The Execution of László Baky & László Endre – Real Footage of Nazi Collaborators Executed

March 29, 1946.
In the courtyard of a prison in Budapest, two men stood before the gallows.
László Baky and László Endre.
They had once held power as state secretaries in Hungary’s Ministry of the Interior.
Now they were convicted war criminals, awaiting death for their role in the murder of hundreds of thousands of people.
When Nazi Germany occupied Hungary in March 1944, the Third Reich needed loyal local collaborators to carry out the Final Solution.
Baky and Endre did not hesitate.
They were not soldiers.
They did not fight on the front lines.
They were bureaucrats—men of paperwork, orders, and logistics.
And with those tools, they helped exterminate nearly half a million Hungarian Jews.
Baky exercised full control over the national gendarmerie.
He issued the orders to isolate, arrest, and deport Jews into ghettos.

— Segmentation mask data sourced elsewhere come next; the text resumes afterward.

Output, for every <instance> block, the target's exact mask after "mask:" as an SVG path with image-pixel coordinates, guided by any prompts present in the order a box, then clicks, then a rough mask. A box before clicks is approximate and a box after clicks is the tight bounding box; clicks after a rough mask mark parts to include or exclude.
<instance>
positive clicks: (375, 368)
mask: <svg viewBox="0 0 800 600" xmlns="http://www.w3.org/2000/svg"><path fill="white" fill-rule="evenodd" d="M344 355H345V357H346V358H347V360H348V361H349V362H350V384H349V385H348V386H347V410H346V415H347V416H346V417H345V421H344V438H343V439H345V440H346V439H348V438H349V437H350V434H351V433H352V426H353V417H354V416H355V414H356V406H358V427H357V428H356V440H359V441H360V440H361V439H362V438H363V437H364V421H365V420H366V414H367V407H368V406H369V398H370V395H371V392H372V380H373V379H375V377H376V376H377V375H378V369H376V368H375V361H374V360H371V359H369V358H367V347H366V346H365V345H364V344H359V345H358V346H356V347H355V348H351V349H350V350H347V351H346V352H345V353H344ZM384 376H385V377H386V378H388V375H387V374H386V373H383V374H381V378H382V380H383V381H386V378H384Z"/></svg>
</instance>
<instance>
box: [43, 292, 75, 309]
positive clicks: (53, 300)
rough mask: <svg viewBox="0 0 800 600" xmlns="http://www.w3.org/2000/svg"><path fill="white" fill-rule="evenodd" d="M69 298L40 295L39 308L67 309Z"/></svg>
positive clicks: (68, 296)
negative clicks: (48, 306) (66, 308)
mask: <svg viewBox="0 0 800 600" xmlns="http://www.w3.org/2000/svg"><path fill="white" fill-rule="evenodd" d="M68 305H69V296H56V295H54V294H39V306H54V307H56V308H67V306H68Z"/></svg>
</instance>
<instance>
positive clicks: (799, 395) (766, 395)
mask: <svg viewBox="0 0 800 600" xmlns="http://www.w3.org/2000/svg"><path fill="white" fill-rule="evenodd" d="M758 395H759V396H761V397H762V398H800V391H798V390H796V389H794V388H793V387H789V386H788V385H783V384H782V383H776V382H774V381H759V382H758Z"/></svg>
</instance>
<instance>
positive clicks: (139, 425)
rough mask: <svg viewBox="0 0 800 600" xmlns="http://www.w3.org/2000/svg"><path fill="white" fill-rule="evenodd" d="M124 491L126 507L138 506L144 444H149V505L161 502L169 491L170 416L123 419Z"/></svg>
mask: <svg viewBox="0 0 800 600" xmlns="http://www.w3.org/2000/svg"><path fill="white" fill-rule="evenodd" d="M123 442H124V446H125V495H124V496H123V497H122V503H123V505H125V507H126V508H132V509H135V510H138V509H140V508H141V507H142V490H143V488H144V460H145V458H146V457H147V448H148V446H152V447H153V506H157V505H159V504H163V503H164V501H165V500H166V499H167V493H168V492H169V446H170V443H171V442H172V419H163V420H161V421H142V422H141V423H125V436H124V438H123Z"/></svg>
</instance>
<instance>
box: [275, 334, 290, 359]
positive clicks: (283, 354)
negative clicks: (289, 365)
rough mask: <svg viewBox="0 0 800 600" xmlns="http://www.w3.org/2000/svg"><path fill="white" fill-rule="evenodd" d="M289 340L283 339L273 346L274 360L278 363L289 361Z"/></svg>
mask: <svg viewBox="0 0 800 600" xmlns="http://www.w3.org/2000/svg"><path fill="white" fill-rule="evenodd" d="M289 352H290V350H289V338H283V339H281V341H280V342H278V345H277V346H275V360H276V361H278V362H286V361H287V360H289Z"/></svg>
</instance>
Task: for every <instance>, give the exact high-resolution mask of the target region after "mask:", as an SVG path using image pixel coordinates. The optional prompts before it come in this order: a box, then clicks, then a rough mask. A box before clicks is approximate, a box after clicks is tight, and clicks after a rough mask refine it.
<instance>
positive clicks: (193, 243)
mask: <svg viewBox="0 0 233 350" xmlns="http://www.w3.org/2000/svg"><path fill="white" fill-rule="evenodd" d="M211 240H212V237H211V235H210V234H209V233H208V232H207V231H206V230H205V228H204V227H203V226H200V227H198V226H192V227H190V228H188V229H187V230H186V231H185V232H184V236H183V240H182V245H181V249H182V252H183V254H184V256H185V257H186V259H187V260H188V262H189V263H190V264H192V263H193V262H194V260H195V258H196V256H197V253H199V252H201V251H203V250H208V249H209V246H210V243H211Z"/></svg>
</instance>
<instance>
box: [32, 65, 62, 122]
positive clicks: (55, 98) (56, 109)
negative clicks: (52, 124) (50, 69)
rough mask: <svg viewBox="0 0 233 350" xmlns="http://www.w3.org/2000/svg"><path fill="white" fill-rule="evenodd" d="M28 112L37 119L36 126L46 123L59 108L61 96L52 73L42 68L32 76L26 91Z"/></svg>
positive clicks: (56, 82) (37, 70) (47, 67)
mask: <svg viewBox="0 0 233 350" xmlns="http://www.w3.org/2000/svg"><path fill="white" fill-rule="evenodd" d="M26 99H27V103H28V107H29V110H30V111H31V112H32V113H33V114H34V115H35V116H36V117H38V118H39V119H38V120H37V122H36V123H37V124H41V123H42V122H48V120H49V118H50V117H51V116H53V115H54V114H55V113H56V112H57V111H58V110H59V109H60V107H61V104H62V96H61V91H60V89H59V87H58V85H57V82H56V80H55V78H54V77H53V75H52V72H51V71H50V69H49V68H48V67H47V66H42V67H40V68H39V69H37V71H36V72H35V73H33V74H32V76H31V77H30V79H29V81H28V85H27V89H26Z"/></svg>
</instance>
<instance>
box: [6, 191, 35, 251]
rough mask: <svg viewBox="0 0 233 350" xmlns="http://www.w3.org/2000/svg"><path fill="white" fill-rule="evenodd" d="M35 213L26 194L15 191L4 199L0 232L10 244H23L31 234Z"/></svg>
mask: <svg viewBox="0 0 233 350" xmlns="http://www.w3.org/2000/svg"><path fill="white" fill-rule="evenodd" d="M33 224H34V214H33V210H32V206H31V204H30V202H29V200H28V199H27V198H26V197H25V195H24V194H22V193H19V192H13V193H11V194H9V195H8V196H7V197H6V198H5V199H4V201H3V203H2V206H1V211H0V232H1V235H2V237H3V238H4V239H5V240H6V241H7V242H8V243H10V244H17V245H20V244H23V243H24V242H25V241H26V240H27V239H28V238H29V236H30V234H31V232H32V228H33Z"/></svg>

Endre, working closely with Adolf Eichmann, organized the train transports, coordinated schedules, and ensured that nothing caused delays.
Their objective was terrifying in its simplicity:
to clear Hungary of Jews as quickly as possible.
Between May and July 1944, more than 437,000 Jews were deported from Hungary.
Most were sent to Auschwitz-Birkenau, where gas chambers awaited them.
Entire towns were emptied within days.
The elderly, children, pregnant women—no one was spared.
International pressure temporarily halted the deportations.
But in October, when the Arrow Cross Party seized power, Baky and Endre returned to action.
They resumed roundups.
Ordered new arrests.
And continued collaborating with Nazi forces even as the war was clearly being lost.
They worked until the very end.
After the war, both men fled.
But their roles were too visible, too infamous.
They were captured, returned to Budapest, and brought before a public tribunal in early 1946.
Eyewitness testimony.
Official documents.
Even railway records.
All of it sealed their fate.
At trial, neither man accepted responsibility.
They spoke of “loyalty to Hungary.”
They described their actions as “national defense.”
But their signatures were on the orders.
Their names were inseparable from mass death.
The court delivered the only possible verdict.
On the morning of their execution, they refused to speak final words.
They faced the nooses in silence.
Two men who had once wielded immense power—
brought down not by armies,
but by justice.
As the trapdoors fell,
so did the men who had turned railways into instruments of murder.
Today, the names Baky and Endre are not widely known.
But to historians, to survivors,
and to justice itself,
they represent a chilling truth:
Genocide is not carried out by bullets alone,
but by signatures, schedules, and men who choose to serve evil.